Tunç’la insan hakları çağrısı: eşitlik ve huzurlu gelecek için evrensel haklara vurgu yapan Türkçe içerik.

İnsan haklarının doğuştan gelen ve kimliktan bağımsız olarak korunması gerektiğini vurgulayan bir mesajla, Tunç Dünya İnsan Hakları Günü’nü işaret etti. Inanç, dil veya etnik köken ne olursa olsun herkesin özgür ve onurlu bir yaşam sürme hakkına sahip olduğunun altını çizdi.

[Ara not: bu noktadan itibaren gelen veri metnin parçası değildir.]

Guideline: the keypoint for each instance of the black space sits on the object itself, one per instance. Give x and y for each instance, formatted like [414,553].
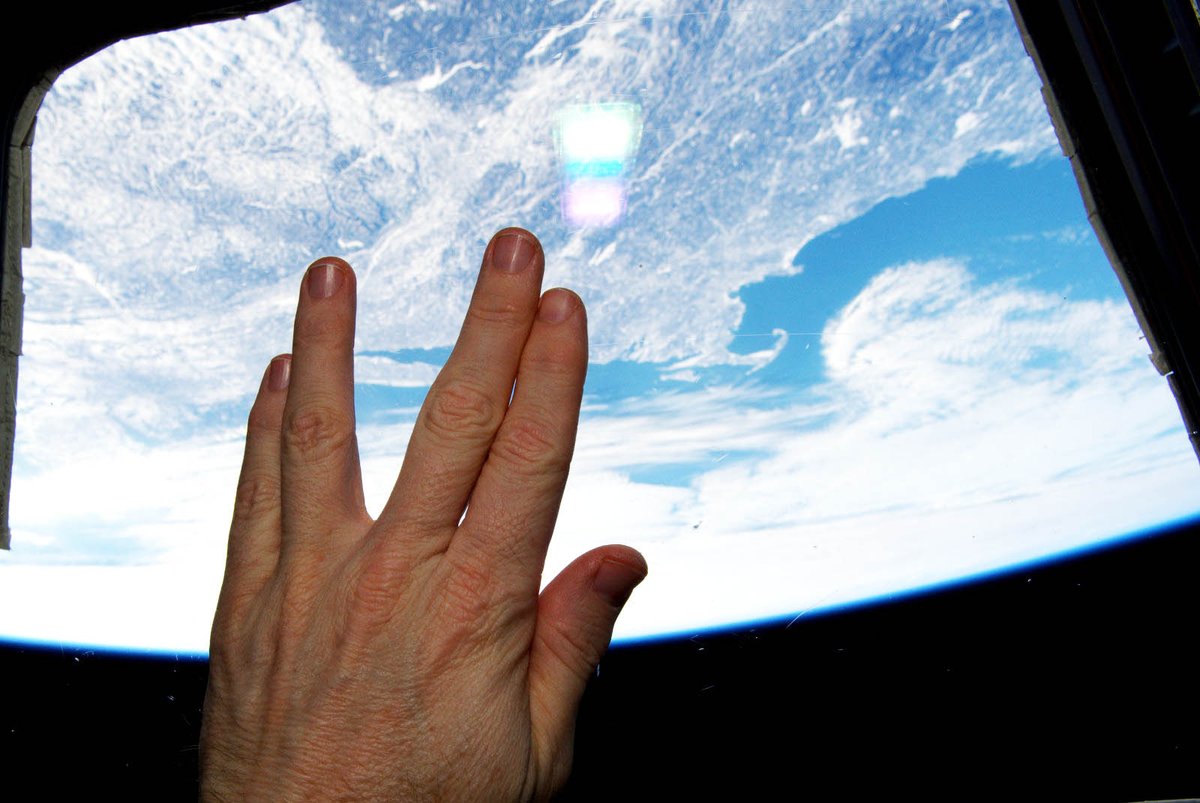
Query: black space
[1069,681]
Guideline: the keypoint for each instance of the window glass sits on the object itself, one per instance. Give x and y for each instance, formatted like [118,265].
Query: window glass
[851,331]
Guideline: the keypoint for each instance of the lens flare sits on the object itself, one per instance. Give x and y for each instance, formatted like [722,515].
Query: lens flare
[597,144]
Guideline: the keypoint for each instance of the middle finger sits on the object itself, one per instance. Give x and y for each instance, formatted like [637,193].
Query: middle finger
[467,402]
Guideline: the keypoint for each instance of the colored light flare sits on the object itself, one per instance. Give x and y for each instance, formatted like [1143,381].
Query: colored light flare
[597,144]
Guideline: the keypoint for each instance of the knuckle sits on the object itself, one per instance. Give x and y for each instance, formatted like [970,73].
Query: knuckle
[576,651]
[257,496]
[469,594]
[461,409]
[313,433]
[531,447]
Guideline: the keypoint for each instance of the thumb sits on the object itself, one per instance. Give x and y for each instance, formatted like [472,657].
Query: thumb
[575,616]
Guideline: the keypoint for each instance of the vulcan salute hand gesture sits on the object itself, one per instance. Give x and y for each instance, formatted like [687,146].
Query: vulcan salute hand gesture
[411,657]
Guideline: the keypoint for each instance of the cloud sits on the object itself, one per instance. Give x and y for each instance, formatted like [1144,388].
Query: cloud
[183,181]
[963,426]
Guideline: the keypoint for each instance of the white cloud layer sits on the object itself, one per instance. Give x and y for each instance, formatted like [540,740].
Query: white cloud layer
[963,427]
[183,181]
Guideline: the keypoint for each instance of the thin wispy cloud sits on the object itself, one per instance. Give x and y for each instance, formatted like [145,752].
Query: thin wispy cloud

“İnsanı merkeze alan bir devlet anlayışı, hem hukukun gerekliliği hem de toplumsal güvenliğin teminatıdır.” diyen Tunç, Cumhurbaşkanı Recep Tayyip Erdoğan’ın liderliğinde yürütülen çalışmaları özetledi. İnsan haklarını ön planda tutan politikaların son 23 yılda merkezi konumda olduğunu belirterek, “hiç kimseyi sadece inancı, dili veya kökeni nedeniyle ötekileştirmedik; 86 milyon birlik ve beraberliğimizi güçlendirdik” ifadesini paylaştı. Vesayeti azaltan ve demokrasiyi güçlendiren reformları milletimizin desteğiyle hayata geçirdiklerini vurguladı.
İnsan haklarının ve onurun, daha adil bir dünyanın oluşumu için en kritik unsur olduğunu söyleyen Tunç, Gazze ve Filistin özelinde temel hakların ihlal edildiğini hatırlattı. İşgal, yaşam, güvenlik ve vicdan özgürlüğü gibi hakların yok sayılması karşısında uluslararası hukuk firstelerini korumanın önemine dikkat çekti. Bölgede bebeklerin, çocukların ve masum insanların katledilmesine karşı dünyanın yeterince ses çıkarmadığına dair eleştirisini derinleştirdi.
Türkiye’nin her platformda insan haklarına karşı gelen ihlallere karşı duruşunu sürdürmesi gerektiğini belirten Tunç, mazlumların haklarını güçlü bir sesle savunmayı sürdüreceklerini ifade etti. 10 Aralık Dünya İnsan Hakları Günü’nde tüm insanların haklarına saygı duyulduğu, acıların yaşanmadığı ve çocukların güvenle geleceğe baktığı bir dünya temennisini paylaştı.